Reexamination Certificate
2001-09-28
2004-04-27
Everhart, Caridad (Department: 2825)
Active solid-state devices (e.g., transistors, solid-state diode
Non-single crystal, or recrystallized, semiconductor...
Field effect device in non-single crystal, or...
C257S072000, C257S075000, C438S660000, C438S166000, C438S489000
Reexamination Certificate
active
06727517
ABSTRACT:
FIELD OF THE INVENTION
The present invention relates to a method for fabricating integrated circuits. The invention further relates to apparatus for performing the method, and to integrated circuit products of the fabrication method.
BACKGROUND OF THE INVENTION
It is widely believed that the future of integrated circuits (IC) lies in three-dimensional structures. It is hoped that multiple layer IC circuits will have all the advantages of SOI devices and many other advantages. Specifically, their cell area will be reduced and their circuit density improved. Also, total interconnect lengths are shortened by using vertical connections, thus lowering the RC delay and power consumption.
Such known devices employ a vertical “multi-floor” structure in which multiple layers are separated from their neighbouring layers by insulating films. One of the challenges in developing 3-D technology is to build high quality single crystallised silicon on an insulating material to form the second layer and beyond. Several methods have been reported, such as laser recrystallisation [1], and selective lateral overgrowth epitaxy [2]. However, the methods mentioned are complicated and may cause dislocation defects. Another recent method uses a germanium seed to recrystallize the polysilicon film laterally, but the grain size is limited to few microns [3].

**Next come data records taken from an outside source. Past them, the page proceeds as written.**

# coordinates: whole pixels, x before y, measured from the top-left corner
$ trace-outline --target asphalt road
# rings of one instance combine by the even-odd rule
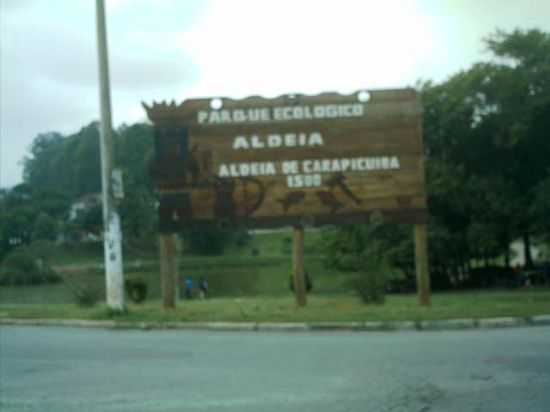
[[[0,411],[550,410],[550,328],[0,329]]]

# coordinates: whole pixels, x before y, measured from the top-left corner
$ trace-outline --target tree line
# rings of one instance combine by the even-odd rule
[[[472,262],[511,260],[521,239],[550,234],[550,34],[496,32],[484,40],[491,58],[435,84],[419,82],[433,273],[457,276]],[[120,205],[125,239],[154,237],[156,197],[148,174],[153,130],[145,123],[115,131],[115,164],[124,173]],[[69,220],[72,202],[101,191],[96,122],[75,134],[38,135],[23,160],[24,183],[0,194],[0,253],[18,242],[100,230],[96,207]],[[368,226],[368,225],[367,225]],[[327,231],[329,263],[353,266],[361,253],[383,255],[413,273],[410,230],[397,225]],[[241,234],[242,235],[242,234]],[[199,252],[220,253],[225,233],[191,233]],[[241,236],[242,237],[242,236]]]
[[[492,54],[448,80],[418,85],[424,146],[432,280],[449,282],[474,264],[510,266],[510,244],[550,239],[550,35],[498,31]],[[390,224],[347,227],[327,236],[329,263],[383,256],[412,276],[411,233]]]
[[[125,198],[120,204],[125,236],[142,238],[156,227],[155,196],[147,163],[153,155],[151,126],[123,125],[115,132],[115,164],[123,170]],[[99,124],[77,133],[38,135],[23,159],[23,183],[0,195],[0,248],[6,252],[34,240],[67,240],[99,234],[101,205],[92,204],[69,219],[71,205],[101,192]]]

A new recrystallization technique called Metal Induced Lateral Crystallization (MILC) has been proposed [4] to form a high quality silicon film in which thin film transistors (TFT) can be formed. Initially, a 3000 Angstroms layer of oxide is formed on a silicon wafer. 1000 Angstroms of amorphous silicon was deposited at 550° C., followed by 3000 Angstroms of low temperature oxide (LTO). An elongate trench was then opened next to the desired region for crystallisation, and 100 Angstroms of Ni was deposited in a layer covering the surface of the structure and in particular covering the bottom and side walls of the trench. Lateral crystallisation was carried out at 550° C. for 25 hours. It was found that crystallisation of the amorphous silicon proceeded to either side of the trench such that the interface between the crystallised and amorphous silicon gradually moved away from the trench (analogous to a spreading wavefront) at about 2.5 micrometers per hour. The Ni and LTO were then completely removed, and the wafers subsequently annealed at 900° C. for 30 minutes to enlarge the silicon grains. Conventional techniques were then used to form NMOS and PMOS transistors in the grains, and it was found that the grains were large enough that most devices having a 1 micrometer channel length and a channel direction perpendicular to the length direction of the trench, were substantially in a single grain and thus exhibited useful properties. However, devices with a longer channel (e.g. 9 micrometers) could not be formed entirely within a single grain, Furthermore, devices in which the channel length was parallel to the trench length could not be formed entirely within a single grain, even if the channel length was as short as 1 micrometer, since in this direction grain boundaries occurred at random positions. The authors mentioned a couple of applications for the proposed TFTs, including forming 3-D stacked circuits.
SUMMARY OF THE INVENTION
The present invention aims to provide new and useful methods and apparatus for integrated circuit fabrication.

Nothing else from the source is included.